The strong constantly prey on the weak and those that are the greediest are the most corrupt. NO SHIT??!!!!!

And yes, there are huge problems.
You see this is a capitalist country. And we are all a bunch of greedy bastards that really just want to eat cheaply — damned our kids’ health and our own diabetes.

The problem is that big government and big businesses are STILL in cahoots to make money and get re-elected. It is called Democracy and Capitalism.

Just remember that the not so dearly departed Soviet Union had its own communal problems with hunger. In the early 1930s — after Upton Sinclair had blamed capitalism for all of the ills of society — between 2.5 and 10 million people starved to death because of Soviet policies that forced farmers into collective farms.

The movie’s given solution is that we should spend more money and eat organic.
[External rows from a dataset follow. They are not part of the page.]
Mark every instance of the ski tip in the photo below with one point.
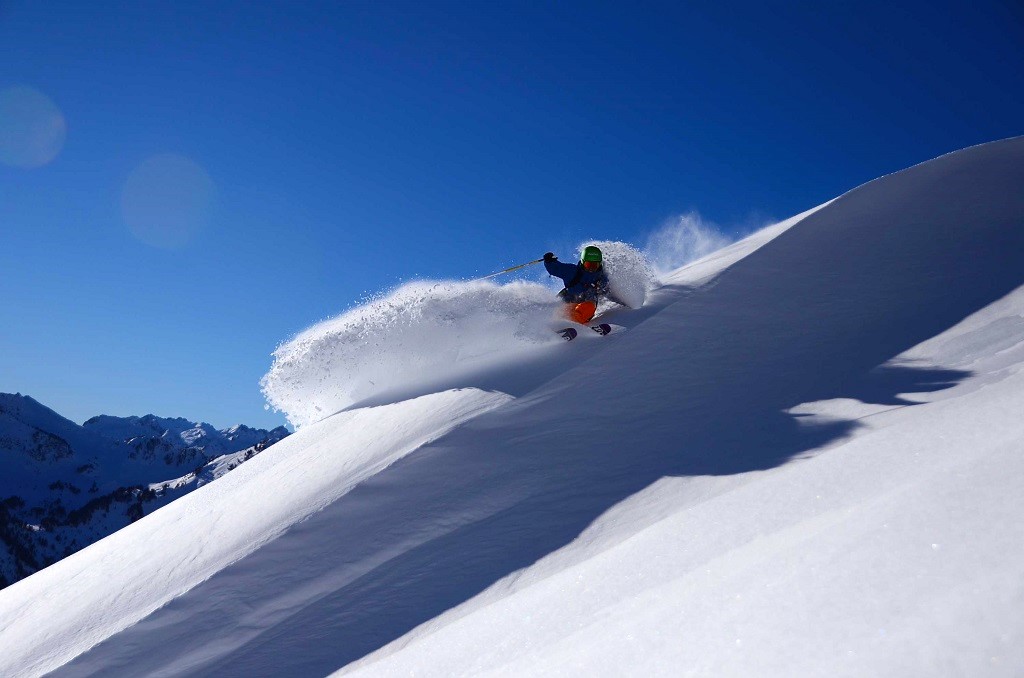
(568, 334)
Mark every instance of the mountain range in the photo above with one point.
(66, 485)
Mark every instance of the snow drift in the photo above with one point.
(426, 331)
(802, 459)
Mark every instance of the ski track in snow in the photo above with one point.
(803, 459)
(426, 331)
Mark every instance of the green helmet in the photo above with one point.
(590, 253)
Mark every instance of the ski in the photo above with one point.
(568, 334)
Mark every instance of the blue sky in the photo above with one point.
(305, 154)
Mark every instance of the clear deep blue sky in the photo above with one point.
(322, 151)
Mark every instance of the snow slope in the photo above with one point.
(802, 459)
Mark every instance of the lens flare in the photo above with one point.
(32, 128)
(167, 200)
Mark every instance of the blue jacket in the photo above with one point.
(581, 285)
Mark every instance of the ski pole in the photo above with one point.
(522, 265)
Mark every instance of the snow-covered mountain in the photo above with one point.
(65, 486)
(803, 457)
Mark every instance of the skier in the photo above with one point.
(585, 283)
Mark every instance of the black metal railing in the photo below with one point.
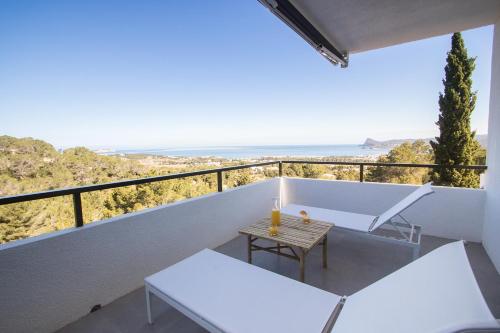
(76, 192)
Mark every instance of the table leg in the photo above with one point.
(325, 252)
(249, 249)
(302, 257)
(148, 304)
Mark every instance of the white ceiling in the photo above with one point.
(362, 25)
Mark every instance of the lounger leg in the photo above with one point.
(148, 304)
(302, 257)
(325, 252)
(249, 249)
(416, 252)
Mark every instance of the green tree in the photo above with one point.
(415, 153)
(456, 144)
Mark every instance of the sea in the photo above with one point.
(246, 152)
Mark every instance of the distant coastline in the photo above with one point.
(246, 152)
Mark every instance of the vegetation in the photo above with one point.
(418, 152)
(28, 165)
(456, 144)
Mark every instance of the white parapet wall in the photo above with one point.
(49, 281)
(455, 213)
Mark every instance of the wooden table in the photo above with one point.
(292, 233)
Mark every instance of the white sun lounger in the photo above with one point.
(436, 293)
(367, 224)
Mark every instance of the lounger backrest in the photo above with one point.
(436, 293)
(402, 205)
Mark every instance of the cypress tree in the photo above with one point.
(456, 144)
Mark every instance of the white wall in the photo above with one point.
(49, 281)
(450, 212)
(491, 232)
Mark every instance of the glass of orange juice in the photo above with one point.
(275, 213)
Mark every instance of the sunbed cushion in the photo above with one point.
(237, 297)
(354, 221)
(437, 293)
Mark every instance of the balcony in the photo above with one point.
(53, 281)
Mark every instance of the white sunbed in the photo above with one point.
(436, 293)
(367, 224)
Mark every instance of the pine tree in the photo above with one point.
(456, 144)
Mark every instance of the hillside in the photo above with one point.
(372, 143)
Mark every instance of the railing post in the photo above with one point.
(77, 205)
(219, 181)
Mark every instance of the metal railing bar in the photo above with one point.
(402, 165)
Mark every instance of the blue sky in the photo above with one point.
(165, 73)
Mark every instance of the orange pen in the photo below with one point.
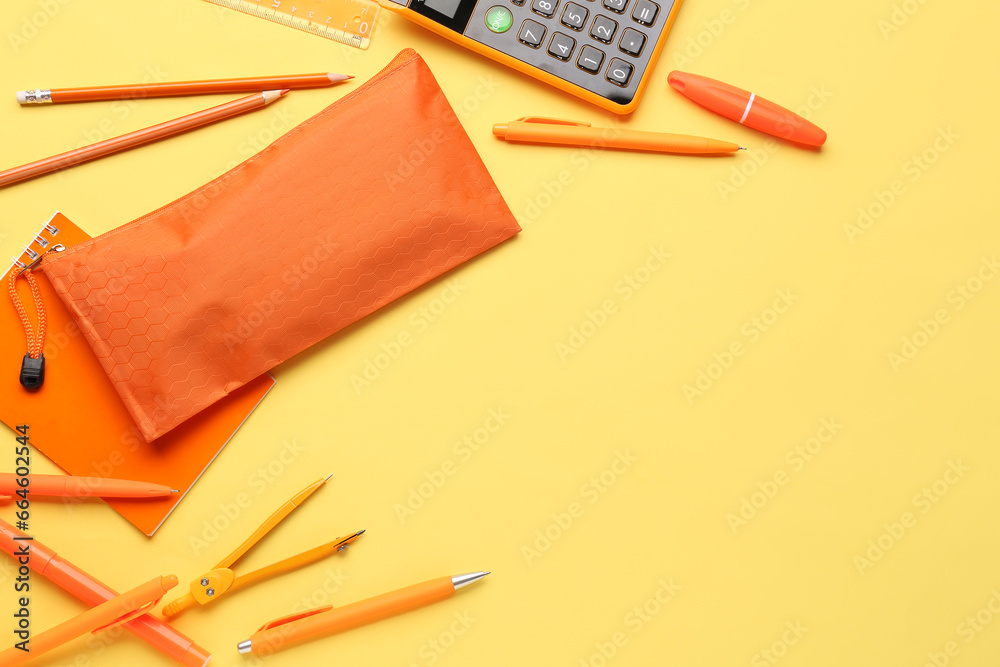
(553, 131)
(746, 108)
(117, 610)
(82, 487)
(158, 634)
(177, 88)
(301, 627)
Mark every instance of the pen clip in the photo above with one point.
(542, 120)
(125, 618)
(293, 617)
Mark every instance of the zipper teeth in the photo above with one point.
(401, 57)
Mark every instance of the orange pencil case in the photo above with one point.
(372, 197)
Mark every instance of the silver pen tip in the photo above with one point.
(461, 580)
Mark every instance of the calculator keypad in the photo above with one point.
(544, 8)
(632, 42)
(531, 33)
(645, 12)
(561, 46)
(603, 29)
(574, 16)
(599, 45)
(590, 59)
(619, 72)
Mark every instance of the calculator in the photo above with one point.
(600, 50)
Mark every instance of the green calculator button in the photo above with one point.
(499, 19)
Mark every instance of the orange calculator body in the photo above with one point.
(602, 51)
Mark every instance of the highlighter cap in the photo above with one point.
(747, 108)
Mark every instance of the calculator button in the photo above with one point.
(561, 46)
(603, 29)
(545, 8)
(531, 33)
(590, 59)
(645, 12)
(574, 16)
(632, 42)
(499, 19)
(619, 72)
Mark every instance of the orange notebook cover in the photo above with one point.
(366, 201)
(77, 418)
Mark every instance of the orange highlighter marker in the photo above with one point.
(116, 610)
(746, 108)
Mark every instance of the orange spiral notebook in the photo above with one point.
(77, 418)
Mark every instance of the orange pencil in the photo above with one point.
(301, 627)
(177, 88)
(139, 137)
(82, 487)
(112, 612)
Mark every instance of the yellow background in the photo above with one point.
(739, 231)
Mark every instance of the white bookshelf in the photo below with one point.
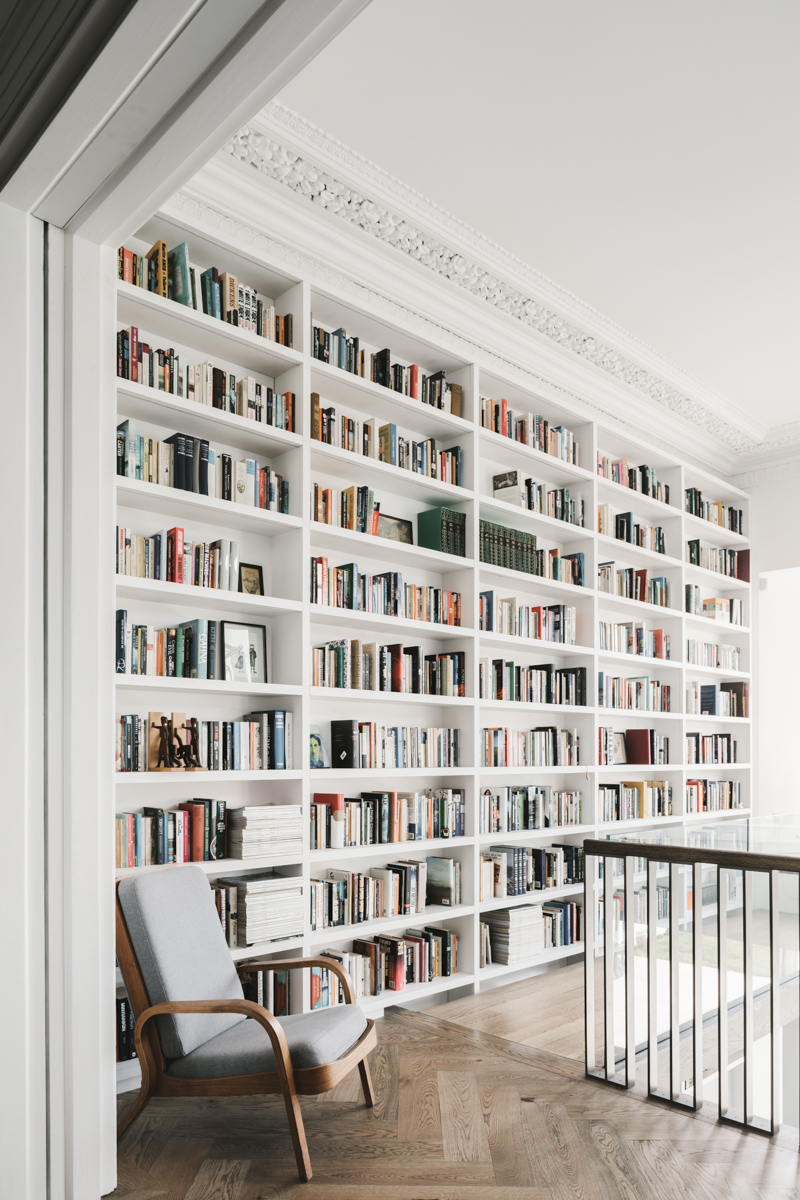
(283, 545)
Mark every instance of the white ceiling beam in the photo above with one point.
(176, 79)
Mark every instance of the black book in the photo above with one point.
(179, 442)
(211, 652)
(200, 467)
(218, 396)
(384, 367)
(344, 744)
(121, 621)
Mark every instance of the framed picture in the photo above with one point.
(244, 652)
(317, 751)
(251, 580)
(395, 528)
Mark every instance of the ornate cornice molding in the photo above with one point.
(193, 204)
(342, 199)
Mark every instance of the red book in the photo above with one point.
(175, 555)
(637, 747)
(197, 834)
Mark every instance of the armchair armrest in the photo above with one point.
(301, 964)
(245, 1007)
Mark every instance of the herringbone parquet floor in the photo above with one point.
(462, 1114)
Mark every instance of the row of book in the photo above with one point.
(368, 438)
(639, 479)
(633, 585)
(727, 612)
(388, 964)
(202, 383)
(385, 817)
(347, 353)
(515, 618)
(733, 563)
(397, 889)
(633, 637)
(443, 529)
(194, 832)
(729, 699)
(635, 799)
(125, 1024)
(638, 694)
(516, 550)
(542, 747)
(350, 508)
(350, 663)
(517, 870)
(715, 511)
(385, 594)
(174, 558)
(624, 527)
(713, 654)
(193, 649)
(525, 493)
(710, 748)
(269, 906)
(540, 684)
(533, 807)
(191, 465)
(516, 936)
(262, 741)
(530, 430)
(373, 745)
(639, 747)
(713, 795)
(220, 294)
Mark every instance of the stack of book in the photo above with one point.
(265, 829)
(516, 934)
(269, 906)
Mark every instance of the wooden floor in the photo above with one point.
(463, 1114)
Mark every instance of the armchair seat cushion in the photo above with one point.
(314, 1039)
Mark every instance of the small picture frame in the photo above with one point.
(244, 652)
(251, 579)
(395, 528)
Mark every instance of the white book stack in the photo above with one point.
(270, 906)
(516, 934)
(265, 829)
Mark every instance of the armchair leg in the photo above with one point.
(298, 1135)
(142, 1101)
(366, 1084)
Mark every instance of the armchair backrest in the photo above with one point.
(181, 952)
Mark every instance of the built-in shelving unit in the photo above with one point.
(284, 544)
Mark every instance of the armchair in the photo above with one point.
(194, 1032)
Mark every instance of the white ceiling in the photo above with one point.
(643, 156)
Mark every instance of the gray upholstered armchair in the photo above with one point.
(196, 1035)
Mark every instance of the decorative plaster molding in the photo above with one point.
(193, 205)
(323, 189)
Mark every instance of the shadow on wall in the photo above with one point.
(779, 696)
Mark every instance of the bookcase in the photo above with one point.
(283, 545)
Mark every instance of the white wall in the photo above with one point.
(775, 565)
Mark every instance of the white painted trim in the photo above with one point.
(23, 1146)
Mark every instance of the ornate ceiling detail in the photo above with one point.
(323, 189)
(193, 205)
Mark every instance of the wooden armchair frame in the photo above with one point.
(286, 1080)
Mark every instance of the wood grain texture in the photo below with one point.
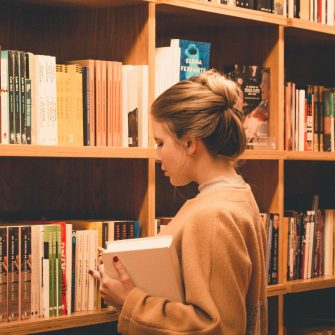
(70, 188)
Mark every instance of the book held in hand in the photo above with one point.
(151, 262)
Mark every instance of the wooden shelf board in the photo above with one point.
(56, 323)
(17, 150)
(307, 25)
(173, 6)
(82, 3)
(263, 154)
(304, 155)
(303, 285)
(275, 290)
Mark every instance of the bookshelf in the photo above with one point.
(81, 182)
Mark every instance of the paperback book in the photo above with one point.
(254, 84)
(151, 262)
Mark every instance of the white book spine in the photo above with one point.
(310, 250)
(35, 271)
(85, 256)
(79, 270)
(4, 98)
(46, 106)
(68, 265)
(92, 263)
(301, 119)
(125, 108)
(143, 107)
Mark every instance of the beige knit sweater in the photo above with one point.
(221, 245)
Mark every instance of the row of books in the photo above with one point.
(271, 224)
(44, 266)
(83, 102)
(269, 6)
(310, 249)
(309, 118)
(105, 103)
(185, 58)
(319, 11)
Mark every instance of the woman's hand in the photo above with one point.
(113, 291)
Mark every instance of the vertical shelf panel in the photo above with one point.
(263, 177)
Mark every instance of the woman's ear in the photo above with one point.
(190, 144)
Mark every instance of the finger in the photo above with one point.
(101, 269)
(120, 270)
(101, 250)
(95, 274)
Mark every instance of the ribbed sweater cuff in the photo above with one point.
(127, 310)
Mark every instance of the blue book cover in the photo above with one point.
(194, 57)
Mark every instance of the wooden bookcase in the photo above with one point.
(82, 182)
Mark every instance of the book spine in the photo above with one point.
(86, 105)
(63, 277)
(17, 98)
(92, 263)
(23, 108)
(4, 80)
(73, 270)
(25, 272)
(11, 99)
(28, 104)
(3, 274)
(69, 252)
(13, 273)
Vote with your pocketbook.

We also don’t dive much into the “When is organic, organic?” question.
But, I understand, it doesn’t need to be a 4 hour movie.

There is supposed to be a nice little, “We are the World” ending where everyone in the theater is supposed to hold hands, “And make the world a better place for you and me.” If only we could have reunited Quincy Jones and the gloved one together before the King of Pop fizzled out…we could have solved this crisis as efficiently as the starving African calamity was averted.

Instead — I dropped a, largely corn-born, methane crop dusting on the unsuspecting pods of socialism — dispersed throughout this little, local artsy-fartsy ocho-plex.

This movie could have also been titled,

It seems that these are — more often than not — the same folks that want to be in charge of your healthcare.

If you can’t entrust them with creamed, fucking corn – how do you feel about relying on them to treat your anal cancer?